Mahmoud Matar, the head of limb reconstruction surgery at a hospital in Gaza, is sending WhatsApp messages to the BBC, describing his situation as Israeli air bombardments continue.
“We are completely overwhelmed with the number of injuries and the number of dead,” he said.
“The dead bodies arrive in pieces. I am a surgeon and yet I cannot stomach the scene of death.”
“Families here have seen their homes demolished over their heads, killing all but maybe one or two people, who come to the hospital with terrible injuries.
“We all feel disabled – we cannot help people.”
He says at the moment he wishes he was not a doctor. “I cannot save my own family, my children are at home crying while I am on duty.”
Mahmoud says the hospital’s operating theatre is running non-stop and the hospital beds are full.
By his count, more than 10 ambulance staff have been killed or injured and he personally knows a gynaecologist and urologist who have died.
“The smell of death is all around now in Gaza. There is no water, there will be no electricity, and we have very bad network connection. I am currently looking for water to drink.”

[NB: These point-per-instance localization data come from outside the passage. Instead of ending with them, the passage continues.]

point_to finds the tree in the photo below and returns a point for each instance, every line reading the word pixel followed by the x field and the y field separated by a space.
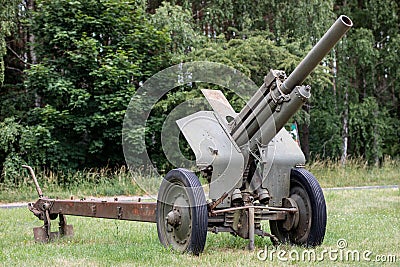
pixel 92 55
pixel 8 18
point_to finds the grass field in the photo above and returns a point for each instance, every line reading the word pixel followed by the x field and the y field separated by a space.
pixel 368 220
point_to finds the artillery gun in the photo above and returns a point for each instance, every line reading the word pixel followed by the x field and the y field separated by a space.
pixel 253 166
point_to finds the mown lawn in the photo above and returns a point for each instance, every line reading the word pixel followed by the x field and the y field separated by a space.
pixel 368 220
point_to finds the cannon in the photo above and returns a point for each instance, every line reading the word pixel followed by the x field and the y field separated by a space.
pixel 253 168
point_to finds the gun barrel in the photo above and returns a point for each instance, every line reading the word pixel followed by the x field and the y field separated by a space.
pixel 317 53
pixel 261 118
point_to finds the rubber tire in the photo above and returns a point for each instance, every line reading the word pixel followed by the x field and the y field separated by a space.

The death toll in Israel from the Hamas attacks has reached 1,200 – while more than 1,000 people have been killed by Israeli air strikes on Gaza.
Gaza’s only power station has run out of fuel, after Israel announced it was cutting off energy supplies as well as food and water
It means Gazans will be relying on generators for electricity – if they have fuel to power them.
The Israeli military says hundreds of thousands of troops are near Gaza “ready to execute the mission we have been given”
Meanwhile, Israel’s PM Benjamin Netanyahu and opposition leader Benny Gantz have agreed to form an emergency government..
Netanyahu first invited the opposition leaders – Yair Lapid and Benny Gantz – to do so on Saturday after the surprise attack by Hamas.
The statement from Netanyahu and Gantz, chair of the National Unity party, released just now reads: “The two agreed on the establishment of an emergency government and a war management cabinet.
“A ‘war management cabinet’ will be established with three members: the prime minister, the defense minister and the chairman of the National Unity”.
There will also be two extra officials serving as observers in the war management cabinet.
“On behalf of the National Unity party a total of five ministers without a portfolio will be added to the political-security cabinet (with one of them as an observer): Benny Gantz, Gideon Sa’ar, Gadi Eisenkot and two other ministers. This is for the duration of the war.”
Gaza resident Kamal Mashharawi spoke to the BBC a short time ago from a basement shelter with 45 people in.
“It’s very difficult – we don’t have water, we don’t have internet, we don’t have electricity,” he says.
His children are injured and his lungs hurt. Kamal has lost a few members of his family but is unable to contact the others because the internet is out.
“We tried to make road trips to the nearest supermarket but it was unsafe because of the explosions,” he tells Newshour.
On the phone, Kamal says his heart is beating as he looks for the next strike, thinking “am I the next person?”
“I don’t think civilians deserve to die – they should be left out of the conflict,” he says.
“I can’t really blame Hamas, I can’t really blame Israel, but I say that we civilians are affected.
“We are the people who are not part of this conflict and we’re paying it off.”